Untuk memudahkan kamu mengenalnya lebih dekat, berikut adalah ringkasan profil dan info penting seputar suplemen Vitamin B complex yang perlu kamu tahu:

  • Golongan & Kategori: Masuk dalam golongan suplemen vitamin dan termasuk kategori obat bebas (berlogo hijau), sehingga kamu bisa membelinya dengan mudah tanpa resep dokter di apotek.
  • Delapan Kandungan Utama: Di dalam satu wadah suplemen biasanya sudah lengkap melingkupi vitamin B1 (thiamine), B2 (riboflavin), B3 (niacin), B5 (pantothenic acid), B6 (pyridoxine), B7 (biotin), B9 (asam folat), dan B12 (cobalamin).
  • Bentuk Suplemen: Produk ini sangat fleksibel karena tersedia dalam berbagai bentuk mulai dari tablet, kapsul, tablet effervescent, sirup, cairan tetes oral (drops), hingga sediaan suntik.
  • Manfaat Utama untuk Kamu: Berfungsi penuh untuk mendukung metabolisme energi agar kamu tidak gampang lemas, menjaga kesehatan sistem saraf, mencegah anemia, mengontrol suasana hati (mood), meningkatkan konsentrasi, serta merawat kesehatan kulit, rambut, dan mata kamu.
  • Aturan untuk Ibu Hamil & Menyusui: Sediaan tablet atau cair umumnya sangat aman dikonsumsi untuk mendukung kesehatan kamu dan tumbuh kembang janin, asalkan dosisnya sesuai Angka Kebutuhan Gizi (AKG). Namun, khusus untuk sediaan suntik, kamu tidak boleh menggunakannya kecuali atas anjuran langsung dari dokter.
  • Merek Dagang Populer di Pasaran: Jika kamu ingin membelinya, beberapa merek terkenal yang mudah kamu temukan di antaranya adalah Vitamin B Complex IPI, Neurobion Forte, Nutrimax B Complex, Holisticare Fit, Enervita B Complex Plus, atau Vitamin B Complex generik.

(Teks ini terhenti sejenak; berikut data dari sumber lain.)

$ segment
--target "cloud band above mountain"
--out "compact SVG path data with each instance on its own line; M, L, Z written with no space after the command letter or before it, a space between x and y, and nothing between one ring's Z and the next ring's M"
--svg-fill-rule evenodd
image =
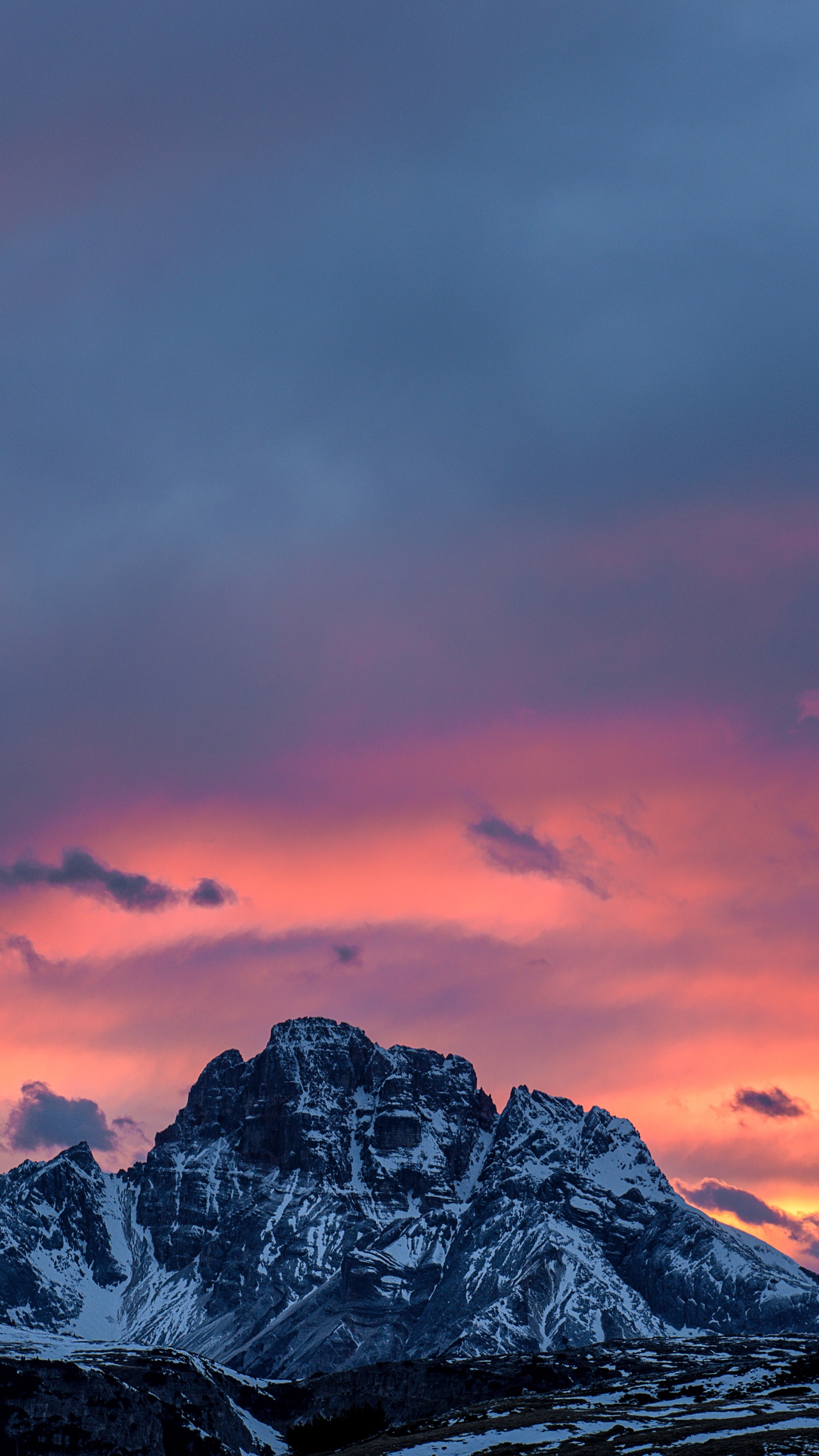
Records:
M93 895L121 910L166 910L185 901L191 906L217 907L235 900L235 894L216 879L200 879L185 893L150 879L147 875L124 869L109 869L87 849L64 849L58 865L44 865L39 859L16 859L0 866L0 890L25 890L34 885L57 885L79 895Z
M530 828L516 828L497 814L487 814L466 830L487 865L507 875L544 875L546 879L571 879L600 900L609 891L599 885L583 866L580 842L568 850L558 849L551 839L538 839Z

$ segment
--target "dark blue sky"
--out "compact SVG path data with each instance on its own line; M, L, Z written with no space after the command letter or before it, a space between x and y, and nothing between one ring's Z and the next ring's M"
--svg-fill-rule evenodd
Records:
M794 727L815 6L6 3L0 57L10 850L306 740Z

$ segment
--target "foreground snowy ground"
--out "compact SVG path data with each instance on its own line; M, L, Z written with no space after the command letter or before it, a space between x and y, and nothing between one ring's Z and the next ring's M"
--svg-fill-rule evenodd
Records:
M819 1341L802 1337L383 1361L290 1382L238 1376L175 1350L6 1328L0 1389L0 1449L16 1456L281 1456L294 1420L350 1406L380 1406L388 1423L350 1456L819 1452Z

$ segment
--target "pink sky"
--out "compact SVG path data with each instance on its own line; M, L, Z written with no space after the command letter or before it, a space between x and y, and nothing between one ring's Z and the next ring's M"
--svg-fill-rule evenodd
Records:
M154 801L54 824L44 855L87 843L181 887L213 874L238 901L136 916L64 890L7 900L6 935L42 961L4 952L6 1105L44 1080L153 1137L207 1059L329 1015L468 1056L498 1107L526 1082L627 1115L688 1187L819 1208L819 785L799 741L751 744L702 715L529 716L305 753L287 779L303 799L321 788L313 810ZM485 863L465 828L487 807L574 846L608 898ZM748 1086L810 1111L737 1112ZM783 1229L755 1232L794 1252Z

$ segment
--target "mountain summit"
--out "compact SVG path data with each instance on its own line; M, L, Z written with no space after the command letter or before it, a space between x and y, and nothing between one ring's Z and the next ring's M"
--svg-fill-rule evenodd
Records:
M207 1064L144 1163L0 1176L0 1319L249 1374L819 1331L819 1283L688 1207L637 1130L325 1018Z

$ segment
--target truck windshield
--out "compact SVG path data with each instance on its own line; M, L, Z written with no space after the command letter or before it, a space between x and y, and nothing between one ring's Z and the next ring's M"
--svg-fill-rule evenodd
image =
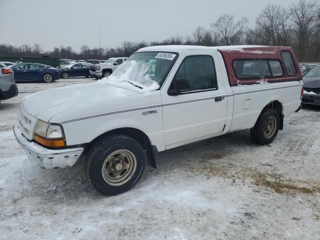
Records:
M102 81L134 90L158 89L176 60L178 54L164 52L137 52L132 54L107 80Z
M116 58L111 58L108 59L106 61L104 62L105 64L112 64L116 60Z

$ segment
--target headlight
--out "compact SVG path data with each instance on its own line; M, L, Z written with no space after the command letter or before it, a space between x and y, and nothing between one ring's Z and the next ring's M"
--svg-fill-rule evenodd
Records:
M59 148L66 146L62 126L38 120L34 130L34 140L45 146Z
M45 122L38 120L36 124L34 133L42 138L46 137L46 130L49 126L49 124Z
M64 133L60 125L49 125L46 130L47 138L62 138L63 137Z

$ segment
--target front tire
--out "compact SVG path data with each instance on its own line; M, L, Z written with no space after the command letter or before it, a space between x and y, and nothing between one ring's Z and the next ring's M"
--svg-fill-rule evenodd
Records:
M51 82L54 80L54 77L50 74L44 74L42 78L44 82Z
M108 78L110 75L111 75L111 74L112 74L112 72L111 72L111 71L110 71L110 70L106 70L106 71L104 72L102 74L102 78Z
M250 133L252 140L257 144L266 145L273 142L279 130L280 117L274 108L268 108L259 116Z
M94 188L112 196L130 190L144 169L146 154L140 144L124 135L107 136L96 144L84 162L84 174Z

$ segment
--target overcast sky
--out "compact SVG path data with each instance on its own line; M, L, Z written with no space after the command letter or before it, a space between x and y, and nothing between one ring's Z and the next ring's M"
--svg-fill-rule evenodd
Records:
M294 0L0 0L0 43L38 43L46 50L82 45L115 48L126 40L162 40L191 36L197 26L224 13L249 26L269 3L288 6Z

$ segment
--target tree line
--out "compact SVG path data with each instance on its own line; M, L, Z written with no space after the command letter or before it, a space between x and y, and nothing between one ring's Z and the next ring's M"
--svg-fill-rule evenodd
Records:
M156 45L256 44L290 46L300 62L320 62L320 8L316 2L300 0L288 8L270 4L257 16L254 28L248 28L248 23L246 18L236 20L233 15L224 14L208 29L199 26L190 36L177 35L162 41L126 41L116 48L90 48L83 45L78 52L63 46L45 52L38 44L20 46L0 44L0 56L106 60L128 56L139 48Z

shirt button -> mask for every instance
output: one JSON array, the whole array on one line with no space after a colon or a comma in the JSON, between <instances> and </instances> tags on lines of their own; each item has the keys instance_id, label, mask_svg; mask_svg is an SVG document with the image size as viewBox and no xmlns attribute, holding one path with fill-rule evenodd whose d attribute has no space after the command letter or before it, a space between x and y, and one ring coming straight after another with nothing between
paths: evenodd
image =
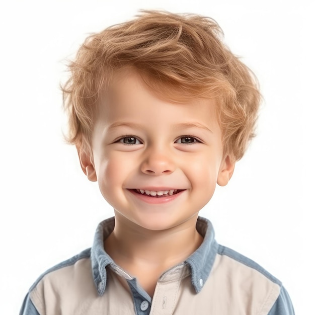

Mengingat kandungan dan dosis pada tiap merek bisa berbeda-beda, ada baiknya kamu tetap membaca petunjuk kemasan atau berkonsultasi ke dokter terlebih dahulu sebelum menggunakannya secara rutin, ya!

Baca Juga: Infus Vitamin C: Manfaat, Efek Samping, dan Prosedurnya

Jenis-Jenis Vitamin B Complex di Dalam Suplemen

Seperti yang sudah disebutkan sebelumnya, istilah complex di sini menandakan bahwa ada delapan jenis vitamin B berbeda yang bekerja sama di dalam tubuh kamu. Masing-masing jenisnya memiliki fungsi spesifik yang unik dan tidak bisa digantikan satu sama lain.

Yuk, kenali lebih dekat delapan jenis vitamin B yang wajib kamu tahu berikut ini:

1. Vitamin B1 (Thiamine)

Vitamin B1 bertugas membantu tubuh kamu mengubah karbohidrat dari makanan menjadi energi siap pakai. Selain itu, vitamin ini sangat penting untuk menjaga fungsi jantung, otot, dan sistem saraf kamu agar tetap bekerja dengan optimal.

2. Vitamin B2 (Riboflavin)

Vitamin B2 berperan aktif dalam membantu metabolisme makanan serta memecah protein dan lemak. Kehadiran vitamin ini juga berfungsi sebagai antioksidan alami yang menjaga sel-sel tubuh kamu dari kerusakan akibat radikal bebas.

3. Vitamin B3 (Niacin)

Kalau kamu ingin kulit wajah tetap sehat, vitamin B3 adalah salah satu kuncinya. Tidak hanya merawat kulit, Niacin juga penting untuk persinyalan sel di dalam tubuh, menjaga fungsi sistem pencernaan, serta membantu produksi DNA.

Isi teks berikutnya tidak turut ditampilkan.